The Tibetan Parliament in Exile (TPiE), officially the Parliament of the Central Tibetan Administration, is the unicameral and highest legislative organ of the Central Tibetan Administration, the government-in-exile of the Tibet Autonomous Region of China. It was established and is based in Dharamshala, India. The creation of this democratically elected body has been one of the major changes that the 14th Dalai Lama brought about in his efforts to introduce a democratic system of administration.
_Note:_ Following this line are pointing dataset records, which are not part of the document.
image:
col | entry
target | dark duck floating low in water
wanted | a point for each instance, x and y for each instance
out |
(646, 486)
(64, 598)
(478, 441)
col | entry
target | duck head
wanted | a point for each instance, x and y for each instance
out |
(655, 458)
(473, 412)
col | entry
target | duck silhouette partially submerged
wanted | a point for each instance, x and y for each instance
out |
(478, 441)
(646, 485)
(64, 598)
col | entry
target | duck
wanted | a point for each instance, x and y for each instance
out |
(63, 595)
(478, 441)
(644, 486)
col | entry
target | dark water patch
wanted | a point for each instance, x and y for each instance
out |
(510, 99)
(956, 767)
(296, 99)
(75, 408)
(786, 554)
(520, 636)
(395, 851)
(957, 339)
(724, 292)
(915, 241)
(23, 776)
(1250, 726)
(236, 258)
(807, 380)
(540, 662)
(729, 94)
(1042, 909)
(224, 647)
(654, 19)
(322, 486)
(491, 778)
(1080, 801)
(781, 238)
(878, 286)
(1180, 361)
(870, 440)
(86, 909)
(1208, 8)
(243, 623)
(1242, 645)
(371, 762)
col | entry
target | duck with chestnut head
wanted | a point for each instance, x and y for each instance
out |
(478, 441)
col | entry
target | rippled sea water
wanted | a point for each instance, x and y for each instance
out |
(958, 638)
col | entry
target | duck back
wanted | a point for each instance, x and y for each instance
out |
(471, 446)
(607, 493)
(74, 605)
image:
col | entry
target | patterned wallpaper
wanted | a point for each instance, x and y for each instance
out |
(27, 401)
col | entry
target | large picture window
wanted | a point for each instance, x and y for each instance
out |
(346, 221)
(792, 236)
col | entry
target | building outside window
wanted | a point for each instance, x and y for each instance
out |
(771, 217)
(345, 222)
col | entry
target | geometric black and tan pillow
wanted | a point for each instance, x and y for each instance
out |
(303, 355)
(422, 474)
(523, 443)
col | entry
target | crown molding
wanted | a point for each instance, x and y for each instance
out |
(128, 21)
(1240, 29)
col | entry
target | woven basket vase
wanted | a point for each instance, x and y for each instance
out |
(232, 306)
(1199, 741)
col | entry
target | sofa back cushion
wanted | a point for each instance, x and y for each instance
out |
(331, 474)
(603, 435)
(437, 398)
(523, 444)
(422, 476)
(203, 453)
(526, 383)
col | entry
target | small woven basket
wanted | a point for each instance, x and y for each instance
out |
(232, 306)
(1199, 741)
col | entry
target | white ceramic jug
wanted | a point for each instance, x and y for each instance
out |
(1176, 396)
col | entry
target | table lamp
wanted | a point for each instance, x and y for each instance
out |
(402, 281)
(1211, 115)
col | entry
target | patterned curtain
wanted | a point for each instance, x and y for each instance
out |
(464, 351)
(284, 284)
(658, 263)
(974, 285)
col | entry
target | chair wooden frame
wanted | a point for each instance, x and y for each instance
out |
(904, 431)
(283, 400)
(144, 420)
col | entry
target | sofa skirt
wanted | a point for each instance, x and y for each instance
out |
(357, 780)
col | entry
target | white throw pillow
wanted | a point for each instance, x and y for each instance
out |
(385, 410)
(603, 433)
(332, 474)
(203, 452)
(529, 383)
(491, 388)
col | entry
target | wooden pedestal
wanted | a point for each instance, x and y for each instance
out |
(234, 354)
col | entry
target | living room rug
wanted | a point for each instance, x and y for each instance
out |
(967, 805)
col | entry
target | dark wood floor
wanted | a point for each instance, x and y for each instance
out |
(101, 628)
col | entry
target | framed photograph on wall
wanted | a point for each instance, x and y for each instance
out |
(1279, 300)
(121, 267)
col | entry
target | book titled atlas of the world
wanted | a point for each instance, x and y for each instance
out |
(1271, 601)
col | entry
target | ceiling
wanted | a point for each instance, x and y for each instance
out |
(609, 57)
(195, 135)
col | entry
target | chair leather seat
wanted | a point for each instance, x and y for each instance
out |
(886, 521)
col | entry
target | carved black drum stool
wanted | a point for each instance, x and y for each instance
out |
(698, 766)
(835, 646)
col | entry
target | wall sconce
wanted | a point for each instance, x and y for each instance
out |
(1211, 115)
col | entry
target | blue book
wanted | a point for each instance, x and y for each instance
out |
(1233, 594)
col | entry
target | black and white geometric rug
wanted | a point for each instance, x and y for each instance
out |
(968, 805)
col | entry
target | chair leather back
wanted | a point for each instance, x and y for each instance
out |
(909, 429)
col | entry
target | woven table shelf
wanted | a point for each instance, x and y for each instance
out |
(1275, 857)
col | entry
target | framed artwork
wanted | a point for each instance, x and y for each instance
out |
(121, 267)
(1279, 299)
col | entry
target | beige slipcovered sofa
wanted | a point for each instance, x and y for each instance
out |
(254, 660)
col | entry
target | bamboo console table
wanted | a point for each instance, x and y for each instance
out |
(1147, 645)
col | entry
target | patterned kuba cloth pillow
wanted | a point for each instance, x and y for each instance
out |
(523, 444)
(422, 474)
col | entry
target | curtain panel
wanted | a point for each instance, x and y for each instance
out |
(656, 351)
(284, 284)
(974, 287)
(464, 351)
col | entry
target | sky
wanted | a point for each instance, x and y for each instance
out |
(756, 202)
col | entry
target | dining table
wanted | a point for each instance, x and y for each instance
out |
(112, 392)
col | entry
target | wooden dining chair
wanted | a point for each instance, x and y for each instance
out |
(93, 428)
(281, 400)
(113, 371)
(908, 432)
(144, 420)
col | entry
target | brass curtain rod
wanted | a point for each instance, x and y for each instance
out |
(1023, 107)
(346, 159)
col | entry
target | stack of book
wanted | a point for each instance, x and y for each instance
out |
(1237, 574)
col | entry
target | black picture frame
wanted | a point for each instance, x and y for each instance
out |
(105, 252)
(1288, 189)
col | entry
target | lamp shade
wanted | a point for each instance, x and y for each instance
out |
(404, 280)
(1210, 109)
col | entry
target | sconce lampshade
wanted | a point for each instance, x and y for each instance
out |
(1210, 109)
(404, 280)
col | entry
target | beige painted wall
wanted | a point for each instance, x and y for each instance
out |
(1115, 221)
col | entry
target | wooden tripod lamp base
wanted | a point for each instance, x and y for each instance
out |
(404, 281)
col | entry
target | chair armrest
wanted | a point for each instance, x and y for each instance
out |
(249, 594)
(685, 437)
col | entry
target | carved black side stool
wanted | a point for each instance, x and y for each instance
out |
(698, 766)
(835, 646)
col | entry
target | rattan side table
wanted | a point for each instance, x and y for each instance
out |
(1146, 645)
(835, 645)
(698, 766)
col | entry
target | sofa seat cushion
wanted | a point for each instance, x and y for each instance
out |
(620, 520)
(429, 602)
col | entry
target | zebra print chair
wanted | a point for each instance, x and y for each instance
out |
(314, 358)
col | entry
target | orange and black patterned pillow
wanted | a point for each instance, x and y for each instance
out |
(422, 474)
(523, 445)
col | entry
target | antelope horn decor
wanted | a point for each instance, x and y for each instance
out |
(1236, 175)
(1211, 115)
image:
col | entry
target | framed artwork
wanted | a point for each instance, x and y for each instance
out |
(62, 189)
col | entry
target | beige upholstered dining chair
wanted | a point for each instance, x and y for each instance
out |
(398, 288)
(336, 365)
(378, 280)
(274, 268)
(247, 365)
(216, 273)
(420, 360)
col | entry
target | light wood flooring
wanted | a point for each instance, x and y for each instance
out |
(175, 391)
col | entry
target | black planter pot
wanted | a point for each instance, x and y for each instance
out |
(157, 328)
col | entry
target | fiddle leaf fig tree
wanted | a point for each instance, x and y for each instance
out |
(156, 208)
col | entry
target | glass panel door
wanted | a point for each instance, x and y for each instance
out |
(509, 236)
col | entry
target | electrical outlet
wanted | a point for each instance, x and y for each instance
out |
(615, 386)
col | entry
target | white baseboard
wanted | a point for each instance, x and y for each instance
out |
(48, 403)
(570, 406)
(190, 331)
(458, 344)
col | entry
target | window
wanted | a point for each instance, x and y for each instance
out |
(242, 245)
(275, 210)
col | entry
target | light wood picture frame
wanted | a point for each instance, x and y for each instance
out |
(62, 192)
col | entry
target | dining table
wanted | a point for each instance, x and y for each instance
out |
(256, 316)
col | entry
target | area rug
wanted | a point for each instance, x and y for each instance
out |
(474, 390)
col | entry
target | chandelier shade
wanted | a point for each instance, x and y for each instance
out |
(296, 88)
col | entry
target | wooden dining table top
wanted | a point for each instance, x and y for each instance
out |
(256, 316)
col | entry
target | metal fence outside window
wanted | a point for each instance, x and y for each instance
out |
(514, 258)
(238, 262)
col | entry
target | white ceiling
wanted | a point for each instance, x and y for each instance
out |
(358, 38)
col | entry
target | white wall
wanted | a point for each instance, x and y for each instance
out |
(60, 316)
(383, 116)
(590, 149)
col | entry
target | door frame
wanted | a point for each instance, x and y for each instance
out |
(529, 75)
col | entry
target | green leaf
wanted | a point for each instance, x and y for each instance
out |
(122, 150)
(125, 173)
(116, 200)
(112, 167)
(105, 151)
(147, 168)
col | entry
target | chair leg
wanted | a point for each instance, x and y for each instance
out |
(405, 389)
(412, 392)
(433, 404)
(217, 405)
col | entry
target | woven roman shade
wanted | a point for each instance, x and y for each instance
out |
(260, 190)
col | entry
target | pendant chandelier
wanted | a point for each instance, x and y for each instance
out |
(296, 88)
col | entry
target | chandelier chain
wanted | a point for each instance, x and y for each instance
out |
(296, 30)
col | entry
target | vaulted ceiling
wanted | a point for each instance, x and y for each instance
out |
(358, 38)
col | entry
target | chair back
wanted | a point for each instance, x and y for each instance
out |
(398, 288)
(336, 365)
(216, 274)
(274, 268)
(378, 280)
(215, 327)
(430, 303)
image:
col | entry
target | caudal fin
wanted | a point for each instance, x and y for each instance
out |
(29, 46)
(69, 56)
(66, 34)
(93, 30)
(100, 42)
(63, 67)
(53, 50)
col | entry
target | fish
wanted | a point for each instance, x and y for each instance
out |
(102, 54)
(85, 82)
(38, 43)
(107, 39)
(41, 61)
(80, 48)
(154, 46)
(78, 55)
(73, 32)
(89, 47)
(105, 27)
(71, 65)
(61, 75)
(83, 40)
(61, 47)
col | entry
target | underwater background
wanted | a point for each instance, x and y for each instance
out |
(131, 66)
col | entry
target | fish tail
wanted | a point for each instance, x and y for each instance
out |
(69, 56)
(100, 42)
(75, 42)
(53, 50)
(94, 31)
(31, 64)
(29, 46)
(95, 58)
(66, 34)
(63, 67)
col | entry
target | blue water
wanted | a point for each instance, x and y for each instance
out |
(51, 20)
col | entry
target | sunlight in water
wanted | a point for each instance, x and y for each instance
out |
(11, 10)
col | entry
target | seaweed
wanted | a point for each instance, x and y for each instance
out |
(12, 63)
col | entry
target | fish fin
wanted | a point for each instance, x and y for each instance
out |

Today, the parliament consists of 45 members: ten members each from Ü-Tsang, Kham, and Amdo, the three traditional provinces of Tibet; the four major schools of Tibetan Buddhism and the traditional Bön faith elect two members each; four members are elected by Tibetans in the west: two from Europe, one from Australasia, one from North America and one from Canada. The Tibetan Parliament in Exile is headed by a Speaker and a Deputy Speaker, who are elected by the members amongst themselves. Any Tibetan who has reached the age of 25 has the right to contest elections to the parliament.
The elections are held every five years and any Tibetan who has reached the age of 18 is entitled to vote. Sessions of the parliament are held twice every year, with an interval of six months between the sessions. When the parliament is not in session, there is a standing committee of eleven members: two members from each province, one member from each religious denomination. The members of the parliament undertake periodic tours to Tibetan settlements to make an assessment of people’s overall conditions. On their return, they bring to the notice of the administration all the grievances and matters which need attention. The Tibetan Parliament in Exile also keeps in touch with people through local parliaments established in thirty-eight major Tibetan communities. The Charter provides for the establishment of a local parliament in communities having a population of at least 160.
Local parliaments are scaled-down replicas of the Tibetan Parliament in Exile. They keep an eye on the activities of their respective settlement/welfare officers. They also make laws for their respective communities according to the latter’s felt-needs. Laws passed by local parliaments must be implemented by their respective settlement/welfare officers.